O Tribunal de Justiça de Pernambuco (TJPE) publicou, nesta sexta-feira (1º), no Diário da Justiça Eletrônico (DJE), as diretrizes para a implementação do Juízo das Garantias no Estado. A medida atende à determinação do Supremo Tribunal Federal (STF) e passa a vigorar a partir do próximo sábado, dia 3 de agosto.

O novo modelo tem como base a Resolução nº 547/2024 do TJPE e segue as diretrizes da Resolução nº 562/2024 do Conselho Nacional de Justiça (CNJ), que estabelece a cisão entre as fases de investigação e julgamento no processo penal, conforme previsto no artigo 3º-B do Código de Processo Penal (CPP).

O que muda na prática

Com a implantação, os atuais Polos de Custódia serão renomeados como Centrais Especializadas das Garantias, responsáveis por conduzir as audiências de custódia e outras medidas da fase investigativa. A partir do oferecimento da denúncia, o caso será redistribuído para o juiz natural responsável pela instrução e julgamento, que poderá reavaliar medidas cautelares no prazo de até 10 dias, sem estar vinculado às decisões anteriores.

A medida não se aplica a processos de competência originária dos tribunais, Tribunal do Júri, casos de violência doméstica, juizados especiais criminais e varas criminais colegiadas — com exceção das audiências de custódia, que continuam obrigatórias.

Funcionamento no sistema eletrônico

No sistema PJe, serão criados cargos específicos de Juízo das Garantias para cada unidade judiciária. Esses processos não serão visíveis aos magistrados responsáveis pela fase de julgamento. Enquanto a vinculação automática não estiver disponível, caberá à Central de Revisores e Certificadores realizar a alocação manual dos processos às novas competências.

A lotação dos juízes será feita com base em uma tabela de substituição predefinida, que já consta como anexo do ato normativo.

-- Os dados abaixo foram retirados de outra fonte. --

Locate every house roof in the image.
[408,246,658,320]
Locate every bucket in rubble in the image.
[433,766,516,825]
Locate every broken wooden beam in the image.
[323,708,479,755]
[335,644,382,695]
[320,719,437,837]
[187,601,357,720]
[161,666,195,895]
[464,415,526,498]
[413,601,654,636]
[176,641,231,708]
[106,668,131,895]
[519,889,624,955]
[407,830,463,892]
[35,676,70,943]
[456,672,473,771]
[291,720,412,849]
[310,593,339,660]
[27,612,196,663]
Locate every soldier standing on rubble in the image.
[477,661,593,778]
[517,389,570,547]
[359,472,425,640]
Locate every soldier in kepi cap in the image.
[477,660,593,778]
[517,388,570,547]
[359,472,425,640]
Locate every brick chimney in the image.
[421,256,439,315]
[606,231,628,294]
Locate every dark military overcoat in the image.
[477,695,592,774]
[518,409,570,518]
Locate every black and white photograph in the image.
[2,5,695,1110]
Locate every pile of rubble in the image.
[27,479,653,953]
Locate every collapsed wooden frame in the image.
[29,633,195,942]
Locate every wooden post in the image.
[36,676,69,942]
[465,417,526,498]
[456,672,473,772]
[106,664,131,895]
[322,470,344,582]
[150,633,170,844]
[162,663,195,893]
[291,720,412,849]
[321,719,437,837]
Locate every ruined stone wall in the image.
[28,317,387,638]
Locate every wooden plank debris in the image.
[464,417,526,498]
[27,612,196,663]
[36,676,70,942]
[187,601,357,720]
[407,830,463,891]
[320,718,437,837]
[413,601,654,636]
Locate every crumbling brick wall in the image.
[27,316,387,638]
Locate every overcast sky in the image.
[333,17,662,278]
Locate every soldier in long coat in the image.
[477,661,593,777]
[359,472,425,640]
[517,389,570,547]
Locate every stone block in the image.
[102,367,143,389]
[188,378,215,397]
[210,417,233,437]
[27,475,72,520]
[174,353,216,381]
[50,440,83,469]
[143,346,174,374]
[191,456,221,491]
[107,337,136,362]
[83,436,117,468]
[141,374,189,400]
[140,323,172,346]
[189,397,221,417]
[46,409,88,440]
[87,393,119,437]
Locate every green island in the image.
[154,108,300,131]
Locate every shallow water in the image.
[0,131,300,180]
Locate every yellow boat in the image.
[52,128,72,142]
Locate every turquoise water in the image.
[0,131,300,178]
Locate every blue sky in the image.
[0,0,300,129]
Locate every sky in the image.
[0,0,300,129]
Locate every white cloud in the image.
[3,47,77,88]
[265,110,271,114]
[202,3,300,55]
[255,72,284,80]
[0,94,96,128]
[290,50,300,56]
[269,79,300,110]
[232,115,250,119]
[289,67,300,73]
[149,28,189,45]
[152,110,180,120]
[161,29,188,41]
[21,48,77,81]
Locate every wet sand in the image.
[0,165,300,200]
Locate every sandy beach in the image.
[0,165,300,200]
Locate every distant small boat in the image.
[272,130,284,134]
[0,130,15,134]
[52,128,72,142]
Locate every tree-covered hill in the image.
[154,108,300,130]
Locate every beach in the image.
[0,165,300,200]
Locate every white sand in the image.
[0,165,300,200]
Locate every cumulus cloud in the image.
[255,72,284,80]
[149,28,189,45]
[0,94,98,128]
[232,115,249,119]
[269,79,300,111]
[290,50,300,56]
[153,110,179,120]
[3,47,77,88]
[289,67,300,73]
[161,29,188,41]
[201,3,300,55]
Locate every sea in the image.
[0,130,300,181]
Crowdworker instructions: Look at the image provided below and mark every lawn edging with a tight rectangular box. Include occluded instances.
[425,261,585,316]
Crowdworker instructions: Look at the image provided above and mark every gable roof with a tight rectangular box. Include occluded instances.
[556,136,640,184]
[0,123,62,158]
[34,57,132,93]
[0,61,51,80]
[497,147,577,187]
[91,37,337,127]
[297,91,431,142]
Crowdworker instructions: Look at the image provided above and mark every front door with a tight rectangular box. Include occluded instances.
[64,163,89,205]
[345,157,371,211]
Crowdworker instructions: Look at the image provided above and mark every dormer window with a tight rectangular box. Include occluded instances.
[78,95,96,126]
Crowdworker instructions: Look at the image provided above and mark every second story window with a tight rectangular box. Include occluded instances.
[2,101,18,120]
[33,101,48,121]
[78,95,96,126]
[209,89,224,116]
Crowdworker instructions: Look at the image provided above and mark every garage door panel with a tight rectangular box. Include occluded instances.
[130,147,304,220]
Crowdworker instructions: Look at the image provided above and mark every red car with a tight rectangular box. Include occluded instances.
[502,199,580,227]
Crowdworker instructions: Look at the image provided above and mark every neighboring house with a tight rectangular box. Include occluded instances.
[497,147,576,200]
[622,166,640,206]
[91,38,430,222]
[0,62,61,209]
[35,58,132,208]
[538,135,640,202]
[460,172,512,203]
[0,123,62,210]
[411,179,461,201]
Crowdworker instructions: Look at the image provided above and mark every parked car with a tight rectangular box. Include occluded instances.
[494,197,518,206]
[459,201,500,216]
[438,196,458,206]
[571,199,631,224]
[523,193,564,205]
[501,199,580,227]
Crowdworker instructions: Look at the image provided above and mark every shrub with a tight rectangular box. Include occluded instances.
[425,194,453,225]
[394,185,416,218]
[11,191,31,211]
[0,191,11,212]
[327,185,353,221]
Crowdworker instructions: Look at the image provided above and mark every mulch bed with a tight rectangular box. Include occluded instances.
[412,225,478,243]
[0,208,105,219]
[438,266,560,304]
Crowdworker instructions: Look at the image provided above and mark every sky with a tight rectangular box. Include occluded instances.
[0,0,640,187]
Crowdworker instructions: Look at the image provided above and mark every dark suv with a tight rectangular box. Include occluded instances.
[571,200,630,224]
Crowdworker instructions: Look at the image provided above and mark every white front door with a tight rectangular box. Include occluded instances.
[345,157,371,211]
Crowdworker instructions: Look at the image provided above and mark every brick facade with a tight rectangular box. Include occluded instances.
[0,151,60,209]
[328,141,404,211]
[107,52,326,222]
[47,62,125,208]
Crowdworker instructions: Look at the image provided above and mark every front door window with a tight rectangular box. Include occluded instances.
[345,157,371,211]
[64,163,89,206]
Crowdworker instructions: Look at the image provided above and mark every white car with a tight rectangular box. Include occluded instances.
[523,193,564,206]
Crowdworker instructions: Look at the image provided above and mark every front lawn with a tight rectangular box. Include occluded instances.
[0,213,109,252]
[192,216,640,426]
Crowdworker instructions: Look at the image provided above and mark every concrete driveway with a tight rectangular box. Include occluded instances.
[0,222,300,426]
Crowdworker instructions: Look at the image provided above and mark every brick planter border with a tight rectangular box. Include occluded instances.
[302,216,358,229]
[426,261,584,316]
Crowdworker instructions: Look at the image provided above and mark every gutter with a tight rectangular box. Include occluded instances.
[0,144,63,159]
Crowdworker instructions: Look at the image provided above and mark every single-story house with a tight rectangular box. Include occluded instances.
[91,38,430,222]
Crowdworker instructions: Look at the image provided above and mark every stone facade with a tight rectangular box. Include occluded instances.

Pedidos relacionados à fase investigativa deverão seguir as classes processuais definidas em tabela específica (Anexo II), sendo protocolados conforme as atribuições do Juízo das Garantias.

Plantões e exceções

Nos plantões judiciais, juízes e juízas plantonistas continuarão responsáveis por audiências de custódia e medidas urgentes, conforme regras da Resolução CNJ nº 71/2009. Prisões em flagrante ocorridas durante fins de semana, por exemplo, deverão ser analisadas em até 24 horas, como prevê a Resolução CNJ nº 213/2015.

Com a publicação das novas normas, o TJPE busca adequar sua estrutura às determinações nacionais, garantindo o respeito às garantias processuais e promovendo maior imparcialidade no sistema penal.